No había por qué estropear un buen día atrapando a alguien.

Lady Ramkin se sacudió los últimos restos de las cadenas. Empezaron a sonar aclamaciones, que fueron creciendo en volumen. Incluso en su estado de ánimo actual, el pueblo de Ankh-Morpork sabía valorar una buena actuación.

La mujer cogió un buen trozo de cadena y se envolvió con ella un puño regordete.

—Algunos de esos guardias no saben cómo tratar…—empezó.

—No hay tiempo para eso, ahora no —la interrumpió Vimes, cogiéndola por un brazo.

Era como tirar de una montaña.

De repente, la multitud dejó de aplaudir.

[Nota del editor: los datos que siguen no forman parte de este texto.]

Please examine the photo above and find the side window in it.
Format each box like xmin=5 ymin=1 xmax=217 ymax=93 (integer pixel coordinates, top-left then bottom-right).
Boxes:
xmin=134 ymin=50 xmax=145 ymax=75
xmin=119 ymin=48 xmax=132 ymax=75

Se oyó un ruido tras Vimes. No era un ruido particularmente fuerte. Pero tenía esa peculiar cualidad desagradable. Era el sonido de cuatro garras posándose sobre las losas al mismo tiempo.

Vimes miró hacia atrás. Luego, hacia arriba.

La piel del dragón estaba cubierta de hollín. Tenía unos cuantos trozos de madera quemada todavía humeantes clavados en la piel. Las magníficas escamas de bronce estaban manchadas de negro.

Bajó la cabeza hasta que Vimes estuvo a un metro de sus ojos, y trató de concentrarse en él.

Probablemente no vale la pena correr, se dijo Vimes. Ni aunque tuviera fuerzas para hacerlo.